Posted by: Steven Freedman | Dec 3, 2013 1:42:20 PM

The above comments are fascinating and illuminating. The fascinating aspect is that given my history in clinical education, teaching of Trial Advocacy, Negotiation, Strategy, technical analysis, Jurisprudence as a “performance” course, Professionalism and Ethics instruction—and years spent as a trainer for the Legal Services Corporation and for public defenders I think it is fair to conclude I am not against attempting to educate law students in both skills and the qualities of professionalism from the perspective of clients and social obligations.

My point is that we have done a relatively poor job of professional, societal and what I would call “deep practice” education. We need to focus far more than we have on what is the best use of the special three-year period represented by formal academic legal education. What do we mean by “skills” and even with the MacCrate Report etc., what should be given priority and what is actually possible in the quite finite term of formal legal education?

I would also note that when someone comments that there is a radical difference between medical and legal education that the difference is far more in the systems of education and post-graduate requirements than in the inherent differences in the professional function. In fact it may be more important to impose stronger requirements on law graduates than on new medical graduates because the functions conducted by lawyers are largely invisible and the client has little way of knowing if he has been provided sub-standard representation. Along with this goes the significant decline in mentoring for young lawyers. Given the fact that there is scant oversight, that quite a few law graduates are now (of necessity) going in to solo or small associational practices for purposes of sharing expenses the fact is that clients are at the mercy of people who really have a limited idea of what they are doing.

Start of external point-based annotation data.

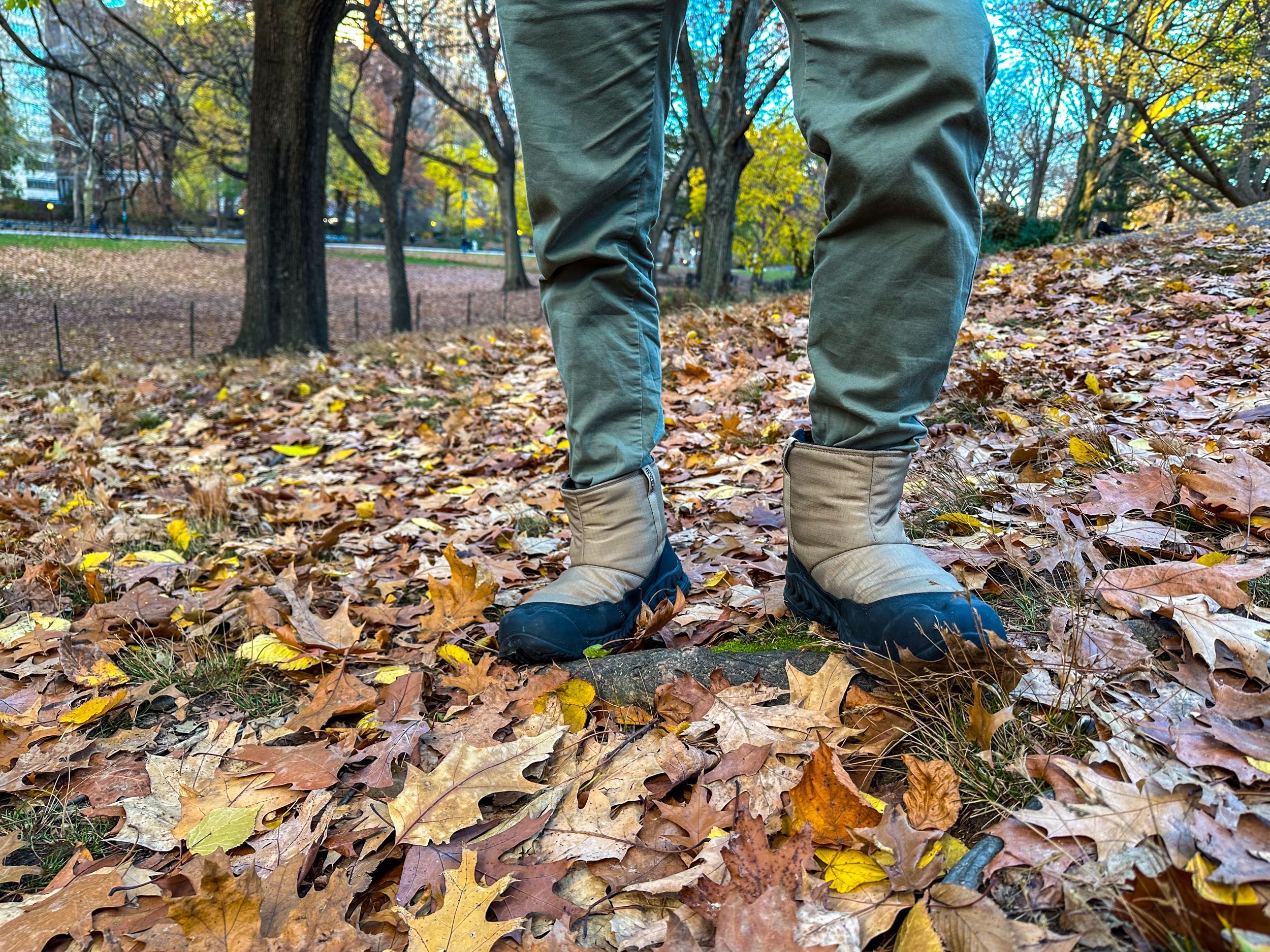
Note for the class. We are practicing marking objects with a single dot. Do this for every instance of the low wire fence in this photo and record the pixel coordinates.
(70, 331)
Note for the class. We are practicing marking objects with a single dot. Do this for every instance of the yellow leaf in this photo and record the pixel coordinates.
(1014, 422)
(846, 870)
(917, 933)
(1200, 869)
(266, 649)
(461, 925)
(295, 451)
(336, 456)
(959, 519)
(224, 828)
(93, 709)
(181, 534)
(1085, 453)
(953, 849)
(390, 673)
(151, 557)
(879, 805)
(576, 696)
(455, 655)
(102, 673)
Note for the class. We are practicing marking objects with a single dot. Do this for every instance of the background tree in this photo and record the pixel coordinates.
(456, 52)
(725, 79)
(393, 83)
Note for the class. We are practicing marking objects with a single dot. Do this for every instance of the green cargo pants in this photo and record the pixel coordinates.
(890, 93)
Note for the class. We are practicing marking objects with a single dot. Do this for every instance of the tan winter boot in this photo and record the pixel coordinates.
(619, 559)
(852, 568)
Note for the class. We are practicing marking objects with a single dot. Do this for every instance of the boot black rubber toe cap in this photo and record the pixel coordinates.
(915, 622)
(543, 631)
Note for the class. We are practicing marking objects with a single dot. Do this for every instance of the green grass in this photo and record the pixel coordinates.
(783, 635)
(52, 831)
(217, 676)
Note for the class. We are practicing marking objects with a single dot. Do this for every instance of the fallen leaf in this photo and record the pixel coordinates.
(223, 828)
(934, 796)
(753, 867)
(337, 694)
(917, 933)
(982, 727)
(1122, 588)
(463, 600)
(460, 925)
(847, 870)
(432, 806)
(829, 801)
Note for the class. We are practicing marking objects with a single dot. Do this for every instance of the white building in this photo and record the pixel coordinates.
(27, 88)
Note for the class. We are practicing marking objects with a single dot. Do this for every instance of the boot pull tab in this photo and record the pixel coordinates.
(649, 471)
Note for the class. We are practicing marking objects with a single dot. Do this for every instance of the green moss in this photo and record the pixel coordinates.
(784, 635)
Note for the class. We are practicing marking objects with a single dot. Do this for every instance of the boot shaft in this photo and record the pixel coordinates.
(618, 524)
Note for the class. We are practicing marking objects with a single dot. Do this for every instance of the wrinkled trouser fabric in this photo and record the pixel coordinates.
(890, 93)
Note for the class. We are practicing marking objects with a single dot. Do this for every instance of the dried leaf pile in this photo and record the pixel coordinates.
(249, 697)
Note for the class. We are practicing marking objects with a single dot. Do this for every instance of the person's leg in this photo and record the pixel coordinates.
(591, 82)
(891, 94)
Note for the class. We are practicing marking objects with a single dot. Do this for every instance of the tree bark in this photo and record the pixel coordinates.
(719, 220)
(671, 192)
(514, 266)
(285, 301)
(496, 130)
(719, 135)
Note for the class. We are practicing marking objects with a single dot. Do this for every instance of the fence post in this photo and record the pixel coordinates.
(57, 334)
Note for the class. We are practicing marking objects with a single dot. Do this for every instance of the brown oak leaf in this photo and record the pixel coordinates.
(338, 694)
(830, 801)
(934, 796)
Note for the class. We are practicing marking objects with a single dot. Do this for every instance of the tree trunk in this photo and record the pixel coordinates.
(285, 301)
(685, 164)
(719, 220)
(394, 257)
(514, 266)
(89, 187)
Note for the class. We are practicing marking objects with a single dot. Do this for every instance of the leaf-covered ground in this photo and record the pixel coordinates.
(249, 697)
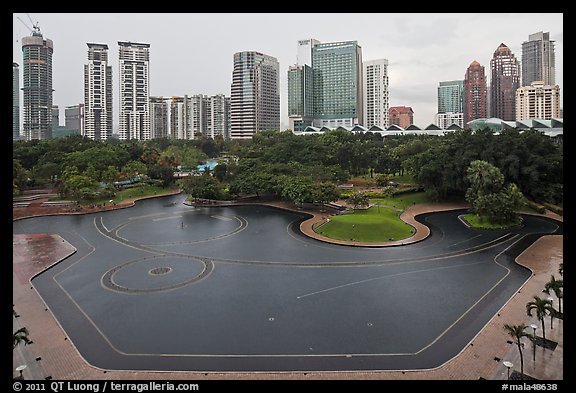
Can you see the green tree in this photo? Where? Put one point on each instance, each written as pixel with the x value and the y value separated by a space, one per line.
pixel 555 286
pixel 487 195
pixel 517 332
pixel 542 307
pixel 205 187
pixel 298 189
pixel 133 168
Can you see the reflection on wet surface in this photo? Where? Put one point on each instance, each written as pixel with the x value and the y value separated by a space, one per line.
pixel 240 288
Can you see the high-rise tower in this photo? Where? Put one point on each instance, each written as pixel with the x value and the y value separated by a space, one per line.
pixel 505 70
pixel 15 101
pixel 134 91
pixel 37 85
pixel 375 89
pixel 450 104
pixel 538 59
pixel 255 94
pixel 337 73
pixel 97 93
pixel 475 93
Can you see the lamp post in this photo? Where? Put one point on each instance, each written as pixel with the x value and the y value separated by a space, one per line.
pixel 533 326
pixel 20 369
pixel 551 300
pixel 508 366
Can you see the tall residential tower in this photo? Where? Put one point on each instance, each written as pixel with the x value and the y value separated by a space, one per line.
pixel 538 59
pixel 337 73
pixel 475 93
pixel 255 94
pixel 450 104
pixel 505 70
pixel 15 101
pixel 37 86
pixel 134 91
pixel 97 93
pixel 375 88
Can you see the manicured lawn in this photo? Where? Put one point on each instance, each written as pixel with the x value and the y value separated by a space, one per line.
pixel 371 225
pixel 402 201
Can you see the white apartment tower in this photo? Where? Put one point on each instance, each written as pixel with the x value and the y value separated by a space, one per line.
pixel 376 98
pixel 538 101
pixel 193 116
pixel 255 94
pixel 134 91
pixel 97 93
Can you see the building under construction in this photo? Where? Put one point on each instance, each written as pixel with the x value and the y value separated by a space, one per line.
pixel 37 85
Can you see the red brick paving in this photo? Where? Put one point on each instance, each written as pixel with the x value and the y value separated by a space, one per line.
pixel 61 361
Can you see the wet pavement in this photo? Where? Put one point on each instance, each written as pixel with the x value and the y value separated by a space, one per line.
pixel 245 268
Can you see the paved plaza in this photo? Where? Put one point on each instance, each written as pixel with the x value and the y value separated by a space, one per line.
pixel 53 355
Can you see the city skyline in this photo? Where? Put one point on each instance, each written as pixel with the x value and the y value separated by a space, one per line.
pixel 422 49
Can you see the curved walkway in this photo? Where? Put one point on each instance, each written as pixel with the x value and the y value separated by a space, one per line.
pixel 52 355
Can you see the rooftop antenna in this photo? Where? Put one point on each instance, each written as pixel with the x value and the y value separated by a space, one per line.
pixel 34 25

So what I am saying is that we need to design ways to “do it better”. I am not saying that education for the challenges of being a lawyer should not occur but that we must visualize the task better than we do within the realm of what is realistically possible given issues of time, talent, resources, institutional behaviors and biases. I am also saying that the organized legal profession and state supreme courts need to quit “palming off” their responsibilities on law schools and pretending they have taken care of the situation. As I said in “Abandoning an “Unethical” System of Legal Ethics” a year or so ago when it was published in the Michigan State Law Review, the legal profession is running a scam on society and clients, pretending that a system of lawyer regulation is in place that protects society and clients even while that system has extremely limited sanctions and accountability and is a “cover” for a significant range of professional misconduct and incompetence. If that part of the system does not step up and begin to make significant qualitative contributions to the continuing development of good lawyers (and weeding out of bad lawyers) then no matter what law schools do it really will not make much difference.

Posted by: David | Dec 3, 2013 4:33:05 PM

Obviously, no recent grad can supervise a multimillion dollar corporate merger. No one has ever suggested that she should.

What law firms do want is graduates with immediately saleable skills. Ideally, when the partner gives a new associate a file and says, "I'd like you to defend this deposition next Tuesday," the associate should say, "I'm on it," not, "What's a deposition?"

Law firms sell time. They have become increasingly reluctant to hire grads for whose time clients are not willing to pay. A "practice-ready" grad is simply one whose time is worth the hourly rate at which she's charged out.